‘He’s rather fun, isn’t he,’ said Emily.

  ‘He promised to forsake all others —’

  ‘Naturally,’ said Blaise, ‘I value your observations and your advice, and I’m sure it’s very charming of you to come here and hold my wife’s hand and offer her your protection, whatever that means -’

  ‘Stop drivelling, Edgar,’ said Monty, ‘come with me.’ He tried to take Edgar’s arm, but was shaken off. Harriet made a holding gesture.

  ‘Because you are good you think that you can save them, but it is they who will defile you. You must not assent to what is wrong, that is not what the Gospel requires. You are a believer in Christian marriage. One must be in the truth and you are not. You must come away so that he can see what he has done. As it is he sees nothing. This is a lie, this man’s lie, and he must live it and undo it. But you have put him in a position where he cannot stop lying. No one here, not even you, is good enough to redeem this thing. They will not tolerate your forgiveness, in the end they will hate you for it, they will go on intriguing as they have always done, they will not even be able to help it, and you will find too late that you have not been a healer but an accomplice of evil.
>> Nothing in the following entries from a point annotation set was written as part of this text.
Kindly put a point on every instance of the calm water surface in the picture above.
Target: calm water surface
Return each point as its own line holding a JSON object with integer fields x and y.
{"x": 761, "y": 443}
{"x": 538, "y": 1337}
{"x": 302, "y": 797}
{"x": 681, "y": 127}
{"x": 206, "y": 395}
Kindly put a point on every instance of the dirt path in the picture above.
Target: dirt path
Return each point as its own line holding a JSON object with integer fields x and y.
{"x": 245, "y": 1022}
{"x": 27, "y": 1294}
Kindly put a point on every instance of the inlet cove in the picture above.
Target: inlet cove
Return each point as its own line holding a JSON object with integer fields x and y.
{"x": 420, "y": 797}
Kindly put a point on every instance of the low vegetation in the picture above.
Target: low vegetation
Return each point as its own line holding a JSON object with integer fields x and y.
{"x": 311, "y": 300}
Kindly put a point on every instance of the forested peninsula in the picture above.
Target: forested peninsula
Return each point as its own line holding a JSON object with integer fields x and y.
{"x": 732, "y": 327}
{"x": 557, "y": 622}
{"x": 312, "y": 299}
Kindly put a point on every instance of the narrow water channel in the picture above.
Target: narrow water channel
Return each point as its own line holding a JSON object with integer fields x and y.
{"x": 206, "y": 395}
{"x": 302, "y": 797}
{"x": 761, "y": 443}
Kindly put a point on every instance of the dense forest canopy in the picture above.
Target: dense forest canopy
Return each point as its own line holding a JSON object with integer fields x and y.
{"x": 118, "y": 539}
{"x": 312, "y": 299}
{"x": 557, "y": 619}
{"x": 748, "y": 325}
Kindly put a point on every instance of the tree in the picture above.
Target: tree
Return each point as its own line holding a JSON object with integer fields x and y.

He must decide, he must choose, that is where he has put himself. He has not acknowledged his fault, he is continuing in it, and you will be eternally his victim, abandoning him to wicked ways and conniving at his sin. For his sake you must not allow this foul thing to continue.’

  ‘Oh come, come, come!’ said Pinn.

  ‘Thanks for the message,’ said Emily.

  Harriet said, ‘Edgar, I am listening to you. But there is a little boy in the case.’

  ‘Could you remove your friend?’ said Blaise to Monty.

  ‘No, I will not go. I must testify. I haven’t said it clearly yet and I must say it clearly. Harriet, listen. Don’t you see that you are putting him in a situation where he simply can’t help lying to you? You have not required the truth of him. You must require him to decide. Vague tolerant pity is not true kindness here. You are trying to spare yourself —’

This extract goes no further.